Widemann v. Thomas

10 Haw. 366 | Haw. | 1896

*367OPINION OP THE COURT BY

JUDD, C.J.

This is a bill of exceptions bringing up exceptions taken by defendant to certain rulings made by Circuit Judge Perry in the trial of the case heard by him, jury waived, at the last May term, and also exceptions to the findings of fact and rulings of law made. The case is replevin by the plaintiff, mortgagee, of the printing presses, type and other machinery, being the plant of the “ITolomua Publishing Company, Limited,” to recover the value of the articles so mortgaged, unlawfully converted by defendant. The court found the following facts: The mortgage was made and delivered by the proper officers of the company upon authorization of its stockholders, to secure the loan of $500, on the 29th May, 1894. The loan in question was further secured by a guaranty in writing of same date as the mortgage and note. Defendant was one of the guarantors. About the 1st November, 1894, Mr. J. A. Magoon, on behalf of the landlord of the “Holomua Publishing Company, Limited,” went to the office of the company and informed the parties in possession, being the officers of said company, that he distrained the goods in question for rent; thereupon one of the keys of the said premises was delivered to Mr. Magoon — the manager of the company keeping the other, and the company continued to use the goods as theretofore. This was done in pursuance of a paper dated 1st November, 1894, and signed “Holomua Publishing Co., Ltd. By A. P. Peterson, Board of Managers, Edmund Norrie, Vice-President,” as follows.

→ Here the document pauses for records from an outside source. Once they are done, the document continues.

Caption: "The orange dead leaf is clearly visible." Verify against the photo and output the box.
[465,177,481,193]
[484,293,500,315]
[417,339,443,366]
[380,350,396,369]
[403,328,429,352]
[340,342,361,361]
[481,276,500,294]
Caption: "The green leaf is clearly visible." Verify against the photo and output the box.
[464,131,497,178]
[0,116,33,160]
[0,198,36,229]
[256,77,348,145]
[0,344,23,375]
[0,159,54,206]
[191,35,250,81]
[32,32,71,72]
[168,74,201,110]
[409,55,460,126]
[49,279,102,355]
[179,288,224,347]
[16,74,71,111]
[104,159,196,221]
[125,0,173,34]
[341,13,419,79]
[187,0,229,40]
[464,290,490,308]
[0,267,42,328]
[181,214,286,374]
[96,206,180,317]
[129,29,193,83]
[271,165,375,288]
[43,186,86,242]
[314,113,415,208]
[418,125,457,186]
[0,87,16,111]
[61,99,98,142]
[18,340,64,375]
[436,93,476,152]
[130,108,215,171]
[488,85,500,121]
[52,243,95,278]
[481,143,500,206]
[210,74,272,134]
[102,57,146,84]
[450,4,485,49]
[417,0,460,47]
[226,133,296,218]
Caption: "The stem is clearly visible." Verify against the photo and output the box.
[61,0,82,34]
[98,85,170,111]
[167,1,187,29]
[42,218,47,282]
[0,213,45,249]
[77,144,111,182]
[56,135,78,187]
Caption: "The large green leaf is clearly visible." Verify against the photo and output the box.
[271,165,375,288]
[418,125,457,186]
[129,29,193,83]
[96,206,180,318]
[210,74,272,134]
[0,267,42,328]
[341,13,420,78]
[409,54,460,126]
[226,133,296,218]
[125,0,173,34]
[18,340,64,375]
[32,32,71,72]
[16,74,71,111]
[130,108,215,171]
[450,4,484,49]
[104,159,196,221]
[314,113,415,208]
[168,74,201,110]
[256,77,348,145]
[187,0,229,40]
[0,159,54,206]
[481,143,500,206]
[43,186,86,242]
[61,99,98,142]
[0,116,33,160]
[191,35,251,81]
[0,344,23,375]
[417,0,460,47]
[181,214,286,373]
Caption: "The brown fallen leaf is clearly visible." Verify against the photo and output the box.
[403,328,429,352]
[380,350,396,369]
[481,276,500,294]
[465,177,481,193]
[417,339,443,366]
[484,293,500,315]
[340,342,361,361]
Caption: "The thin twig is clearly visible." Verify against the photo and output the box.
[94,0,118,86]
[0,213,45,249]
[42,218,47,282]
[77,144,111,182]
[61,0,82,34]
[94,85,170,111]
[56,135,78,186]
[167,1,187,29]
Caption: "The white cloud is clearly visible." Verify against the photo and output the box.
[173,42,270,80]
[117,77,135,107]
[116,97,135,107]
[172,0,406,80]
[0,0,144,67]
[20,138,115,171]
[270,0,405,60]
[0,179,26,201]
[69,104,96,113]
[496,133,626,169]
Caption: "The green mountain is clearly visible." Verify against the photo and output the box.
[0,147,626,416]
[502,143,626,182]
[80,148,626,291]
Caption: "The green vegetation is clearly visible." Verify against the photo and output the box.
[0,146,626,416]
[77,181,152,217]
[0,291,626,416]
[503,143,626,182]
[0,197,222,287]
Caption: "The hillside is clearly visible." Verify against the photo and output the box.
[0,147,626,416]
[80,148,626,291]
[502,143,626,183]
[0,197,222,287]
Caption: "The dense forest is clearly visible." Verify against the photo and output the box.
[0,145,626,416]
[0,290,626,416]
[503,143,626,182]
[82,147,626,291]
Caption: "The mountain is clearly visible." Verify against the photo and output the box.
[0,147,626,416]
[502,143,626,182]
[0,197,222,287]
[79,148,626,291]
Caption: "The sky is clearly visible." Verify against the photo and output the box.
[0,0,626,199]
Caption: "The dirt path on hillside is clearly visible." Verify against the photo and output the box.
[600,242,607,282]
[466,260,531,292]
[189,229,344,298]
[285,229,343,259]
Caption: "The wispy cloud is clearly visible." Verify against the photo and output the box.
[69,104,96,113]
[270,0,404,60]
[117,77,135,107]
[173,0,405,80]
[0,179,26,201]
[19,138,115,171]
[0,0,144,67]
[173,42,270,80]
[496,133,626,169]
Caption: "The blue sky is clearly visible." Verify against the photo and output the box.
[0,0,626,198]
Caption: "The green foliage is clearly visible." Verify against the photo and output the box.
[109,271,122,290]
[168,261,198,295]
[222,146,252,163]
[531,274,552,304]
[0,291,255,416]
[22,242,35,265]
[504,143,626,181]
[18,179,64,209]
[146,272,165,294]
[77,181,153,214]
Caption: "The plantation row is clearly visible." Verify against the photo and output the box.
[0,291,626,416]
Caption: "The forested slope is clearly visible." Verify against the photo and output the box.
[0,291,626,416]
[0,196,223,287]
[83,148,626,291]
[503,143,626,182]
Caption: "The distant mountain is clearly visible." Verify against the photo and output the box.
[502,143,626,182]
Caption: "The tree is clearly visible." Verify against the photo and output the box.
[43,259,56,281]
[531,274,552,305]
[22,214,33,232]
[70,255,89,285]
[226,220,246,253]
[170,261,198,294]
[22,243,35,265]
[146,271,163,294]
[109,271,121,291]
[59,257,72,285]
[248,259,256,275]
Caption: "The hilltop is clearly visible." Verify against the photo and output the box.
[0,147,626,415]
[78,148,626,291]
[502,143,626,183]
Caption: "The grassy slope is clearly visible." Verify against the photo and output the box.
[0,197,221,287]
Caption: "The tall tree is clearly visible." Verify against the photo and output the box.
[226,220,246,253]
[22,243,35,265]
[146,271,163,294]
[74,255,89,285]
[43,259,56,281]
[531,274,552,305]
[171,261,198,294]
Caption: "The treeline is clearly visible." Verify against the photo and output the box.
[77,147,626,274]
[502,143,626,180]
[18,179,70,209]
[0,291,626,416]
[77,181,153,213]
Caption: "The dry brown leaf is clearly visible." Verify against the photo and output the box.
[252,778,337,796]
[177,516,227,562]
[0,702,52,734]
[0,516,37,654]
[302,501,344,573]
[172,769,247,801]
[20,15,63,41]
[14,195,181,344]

“Whereas the Holomua Publishing Company is indebted to S. C. Allen in the sum of eight hundred dollars for rent of premises on King street, in block known as Thomas block, wherein its publishing business is carried on to October 31st, 1894; and,

“Whereas, said Holomua Publishing Company is unable to pay the said rent; and,

“Whereas, said S. 0. Allen has taken proceedings to distrain the goods, chattels, effects and plant situate and kept in said *368building, which includes the goods, chattels, effects and plant of the Elele Publishing Company; and,

“Whereas, the said Holomua Publishing Company desires to avoid the expense.of removal of said property, and desire expressly to waive the requirements of the statute in that respect, and desire to permit the sale under distraint proceedings to take place in the said premises as though said goods had been removed.

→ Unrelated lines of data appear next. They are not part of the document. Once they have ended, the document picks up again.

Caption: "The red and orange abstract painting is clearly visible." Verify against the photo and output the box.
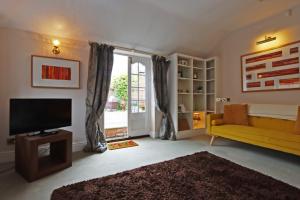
[42,65,71,80]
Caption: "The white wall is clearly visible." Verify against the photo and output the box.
[212,7,300,105]
[0,28,89,162]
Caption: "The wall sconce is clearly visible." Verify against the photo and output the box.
[52,40,60,54]
[256,36,276,45]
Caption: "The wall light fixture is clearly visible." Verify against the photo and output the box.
[256,36,276,45]
[52,39,60,54]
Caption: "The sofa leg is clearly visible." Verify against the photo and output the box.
[210,135,216,146]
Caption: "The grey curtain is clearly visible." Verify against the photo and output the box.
[152,55,176,140]
[84,43,114,152]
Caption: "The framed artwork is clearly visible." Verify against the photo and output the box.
[31,55,80,89]
[241,41,300,92]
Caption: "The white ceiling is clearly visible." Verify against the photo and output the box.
[0,0,300,55]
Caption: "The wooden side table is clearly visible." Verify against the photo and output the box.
[15,130,72,182]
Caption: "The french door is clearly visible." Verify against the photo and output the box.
[128,56,151,137]
[102,54,151,140]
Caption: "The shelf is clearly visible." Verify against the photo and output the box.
[178,92,192,95]
[193,67,204,70]
[206,110,215,113]
[178,77,191,81]
[178,64,192,69]
[193,79,204,82]
[178,64,192,68]
[206,67,215,70]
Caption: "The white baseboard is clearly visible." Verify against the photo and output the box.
[149,131,159,139]
[0,141,86,163]
[176,129,206,140]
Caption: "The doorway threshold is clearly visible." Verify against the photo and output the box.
[106,135,150,143]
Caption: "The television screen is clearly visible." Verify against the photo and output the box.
[10,99,72,135]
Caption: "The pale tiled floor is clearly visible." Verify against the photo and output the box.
[0,135,300,200]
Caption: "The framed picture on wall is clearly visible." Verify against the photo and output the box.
[241,41,300,92]
[31,55,80,89]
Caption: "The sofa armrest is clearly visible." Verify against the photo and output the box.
[206,114,223,135]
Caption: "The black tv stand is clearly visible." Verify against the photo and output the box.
[27,130,59,137]
[38,131,58,137]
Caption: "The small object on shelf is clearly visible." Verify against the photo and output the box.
[178,71,183,78]
[178,60,188,65]
[197,86,203,93]
[178,118,190,131]
[178,104,186,113]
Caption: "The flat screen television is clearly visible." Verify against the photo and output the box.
[9,99,72,135]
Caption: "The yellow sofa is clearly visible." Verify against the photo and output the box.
[206,114,300,156]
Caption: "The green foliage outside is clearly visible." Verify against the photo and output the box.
[112,74,128,110]
[111,74,138,110]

“How, therefore, these presents witness that the said premises are hereby surrendered to said S. 0. Allen by said Holomua Publishing Company, and all right and claim thereto is hereby by the said company relinquished, and the said S. C. Allen is hereby declared to be in possession thereof. Said S. 0. Allen is hereby specially authorized and empowered to sell the goods, chattels, effects and plant now situate and kept in said premises as aforesaid, and the same is hereby acknowledged to have been legally distrained for rent after publishing notice of sale thereof for fourteen days from the 5th day of Hovember, 1894, in some daily newspaper published in Honolulu, unless the sum of eight hundred dollars with rent for the month of Hovember of fifty dollars in addition and also an attorney’s fee of twenty-five dollars and all costs of advertising are previously paid.

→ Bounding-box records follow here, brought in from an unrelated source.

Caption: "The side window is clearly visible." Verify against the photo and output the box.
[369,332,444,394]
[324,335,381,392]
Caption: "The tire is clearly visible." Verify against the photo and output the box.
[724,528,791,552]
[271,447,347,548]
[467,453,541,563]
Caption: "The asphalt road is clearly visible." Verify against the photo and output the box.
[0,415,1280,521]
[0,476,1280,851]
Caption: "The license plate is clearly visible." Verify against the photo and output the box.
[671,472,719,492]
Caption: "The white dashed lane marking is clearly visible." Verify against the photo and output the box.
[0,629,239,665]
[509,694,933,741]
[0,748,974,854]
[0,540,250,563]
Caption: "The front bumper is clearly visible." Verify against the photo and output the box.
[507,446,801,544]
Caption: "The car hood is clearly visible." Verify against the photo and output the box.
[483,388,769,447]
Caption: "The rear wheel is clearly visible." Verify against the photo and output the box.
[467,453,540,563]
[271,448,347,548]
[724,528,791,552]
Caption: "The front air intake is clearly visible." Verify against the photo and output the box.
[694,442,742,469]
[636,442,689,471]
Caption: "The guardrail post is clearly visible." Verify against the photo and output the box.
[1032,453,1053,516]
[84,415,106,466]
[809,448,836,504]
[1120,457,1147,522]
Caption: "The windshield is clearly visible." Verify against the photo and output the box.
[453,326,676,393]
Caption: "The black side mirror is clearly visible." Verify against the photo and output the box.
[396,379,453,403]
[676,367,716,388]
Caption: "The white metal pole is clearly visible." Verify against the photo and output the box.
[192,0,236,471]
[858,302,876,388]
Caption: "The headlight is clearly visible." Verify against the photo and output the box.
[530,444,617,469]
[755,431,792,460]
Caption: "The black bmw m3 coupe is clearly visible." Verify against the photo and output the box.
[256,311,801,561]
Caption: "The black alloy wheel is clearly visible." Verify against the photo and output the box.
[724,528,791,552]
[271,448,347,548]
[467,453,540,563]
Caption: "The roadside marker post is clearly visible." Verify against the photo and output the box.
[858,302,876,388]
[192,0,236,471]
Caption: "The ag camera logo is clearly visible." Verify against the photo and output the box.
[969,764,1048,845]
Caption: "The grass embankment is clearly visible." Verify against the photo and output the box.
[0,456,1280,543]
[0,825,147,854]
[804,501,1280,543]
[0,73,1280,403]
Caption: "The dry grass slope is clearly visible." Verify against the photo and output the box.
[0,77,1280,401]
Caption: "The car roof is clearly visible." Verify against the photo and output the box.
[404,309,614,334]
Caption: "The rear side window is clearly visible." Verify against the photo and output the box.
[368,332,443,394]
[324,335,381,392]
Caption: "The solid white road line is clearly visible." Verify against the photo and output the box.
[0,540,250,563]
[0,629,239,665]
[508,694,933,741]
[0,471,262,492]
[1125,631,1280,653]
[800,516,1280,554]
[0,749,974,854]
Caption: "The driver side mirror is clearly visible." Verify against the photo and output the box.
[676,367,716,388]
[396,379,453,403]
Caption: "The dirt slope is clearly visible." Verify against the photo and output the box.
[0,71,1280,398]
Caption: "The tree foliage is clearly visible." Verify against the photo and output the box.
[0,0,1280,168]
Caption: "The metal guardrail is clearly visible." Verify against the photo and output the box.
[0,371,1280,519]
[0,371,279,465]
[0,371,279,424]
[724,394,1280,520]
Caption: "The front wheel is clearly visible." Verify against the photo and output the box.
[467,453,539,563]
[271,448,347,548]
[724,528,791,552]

“And it is hereby understood and agreed that the Holomua Publishing Company may continue to conduct its business in said premises until the day of sale, on condition that the said S. C. Allen shall not be responsible in any respect on account thereof, nor for any of the goods, chattels and effects and plant. And on the further condition that the officers of the said Holomua Publishing Company shall at all times take proper care of the said chattels and property and not allow the same to be damaged, destroyed or removed from the said premises, nor allow the same to be attached on mesne process or otherwise.

“Dated Hov. 1st, 1894.

“Holomua Publishing Co., Lmtd.

“By A. P. Peterson.

“Boabd of Managers.

“Edmund Horrie, Vice President.”

*369The company remained in possession of the property until a public sale took place on the 29th March, 1895, under the alleged distraint. The rent due the defendant at the time of the alleged distraint was in all $1,050, part being due (1) from the proprietors of the “Elele” newspaper, part (2) by the “Ho-lomua Publishing Co.” (unincorporated), and a paid (3) by the Holomua Publishing Co., Ltd. (a corporation), and the amount of rent due from each concern was never apportioned. The' amount of rent then due from the Holomua Publishing Co. Ltd., then in possession, was only $250. On the 5th December, 1894, notices of sale were published, signed “S. 0. Allen, by his attorney, J. Alfred Magoon,” advertising the sale for 22d December. This sale was continued to the 28th December, and then to 21st January, 1895; but on the 5th January Mr. Ma-goon was instructed by defendant Thomas (who was S. C. Allen’s principal and assignor of the lease of the premises) “to stay proceedings until further orders.” On the 15th March, 1895, public notices of sale of the goods were published daily to and including March 29, when the sale took place, and probably owing to protests by plaintiff and others, the goods were by defendant bid in for only $250, and thereafter disposed of at private sale for $1,300.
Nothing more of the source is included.